Acheulean monuments often have a fairly strong cultural layer and represent the camps of hunter-gatherers who undoubtedly knew fire. At the Zhoukoutian cave site in China, many meters of ash and coal were found-evidence of constantly burning hearths there.
Judging by the power of the cultural layer, people lived in one place for a long time or returned to it several times. When analyzing the sites, it is possible to distinguish monuments that are different in terms of economic affiliation: short-term hunting camps; workshops for the extraction and primary processing of stone raw materials located at its exits to the surface; long-term base sites where most of the team lived and numerous and diverse labor operations were performed.

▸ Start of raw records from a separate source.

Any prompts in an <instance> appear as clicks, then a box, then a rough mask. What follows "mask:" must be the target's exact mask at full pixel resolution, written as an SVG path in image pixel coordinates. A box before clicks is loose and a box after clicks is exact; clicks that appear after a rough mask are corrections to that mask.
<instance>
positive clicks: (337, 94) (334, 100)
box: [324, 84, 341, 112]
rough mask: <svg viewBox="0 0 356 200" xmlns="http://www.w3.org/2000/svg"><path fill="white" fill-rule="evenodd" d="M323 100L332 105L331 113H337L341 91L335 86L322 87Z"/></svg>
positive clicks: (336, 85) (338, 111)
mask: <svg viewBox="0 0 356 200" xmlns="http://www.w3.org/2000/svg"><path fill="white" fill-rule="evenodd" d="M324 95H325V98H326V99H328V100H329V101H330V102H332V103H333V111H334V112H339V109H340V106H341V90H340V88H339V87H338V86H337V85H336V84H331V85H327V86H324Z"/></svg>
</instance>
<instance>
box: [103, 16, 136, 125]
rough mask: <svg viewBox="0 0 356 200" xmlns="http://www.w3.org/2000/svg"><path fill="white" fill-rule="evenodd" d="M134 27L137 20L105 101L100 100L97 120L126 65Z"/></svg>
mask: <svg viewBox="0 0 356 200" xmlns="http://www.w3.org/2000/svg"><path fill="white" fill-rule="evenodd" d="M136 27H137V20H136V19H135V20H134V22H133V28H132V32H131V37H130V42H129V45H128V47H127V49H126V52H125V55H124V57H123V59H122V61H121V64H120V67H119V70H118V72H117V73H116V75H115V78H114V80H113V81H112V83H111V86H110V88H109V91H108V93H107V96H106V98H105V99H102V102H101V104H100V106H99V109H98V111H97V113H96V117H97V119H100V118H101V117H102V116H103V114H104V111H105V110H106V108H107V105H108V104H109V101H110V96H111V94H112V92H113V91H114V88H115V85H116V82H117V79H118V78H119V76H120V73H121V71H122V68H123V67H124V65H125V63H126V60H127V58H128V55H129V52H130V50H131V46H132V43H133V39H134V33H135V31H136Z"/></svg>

The Acheulean man settled both in the open air and in caves. In some cases, traces of artificial dwellings have been preserved, especially interesting data were obtained at the sites of Ambrone in Spain, Terra Amata and Grote Lazare in France.
Terra Amata is an early Ashel settlement with several cultural strata, indicating that man repeatedly returned to this place. Here, oval-shaped clusters of cultural remains were found, along the borders of which holes from pillars and stone blocks were traced. Inside the clusters were located foci. These monuments are reconstructed as the remains of huts built of thick poles and branches. In the grotto of Lazare, an oval living area was found near one of the walls, which was fenced off from the rest of the grotto by a masonry of stones. Inside the site, there were two hearths surrounded by a cluster of cultural remains. Perhaps it was an extension to the wall of the grotto with vertical walls and a sloping roof constructed of poles and hides.
The cultural layers in the caves of Kudaro 1-3 and Tsona (Central Caucasus) contain the remains of several camps belonging to different economic types. Kudaro 1 is the base site where the main part of the collective lived, it is characterized by a powerful (0.7 m) cultural layer, an abundance of stone tools, various bone remains of hunting prey, and the presence of hearths. Kudaro 3, Tsona-hunting camps, i.e. short-term camps, where only the initial processing of hunting prey, represented by more than 40 species of various animals and fish, mainly salmon, took place.
Archaeological materials, despite their fragmentary nature, allow us to reconstruct to some extent the picture of the social and economic life of the Acheulean man. He knew how to build houses, lived in one place for a long time, or returned there many times. Stone tools are represented by a whole set of products that served to perform various household tasks or were objects of hunting weapons. Hunting large animals required close team cohesion. Parking lots of various economic purposes — hunting camps, base camps, workshops for the extraction of stone raw materials-indicate such a complex form of social behavior as the division of labor.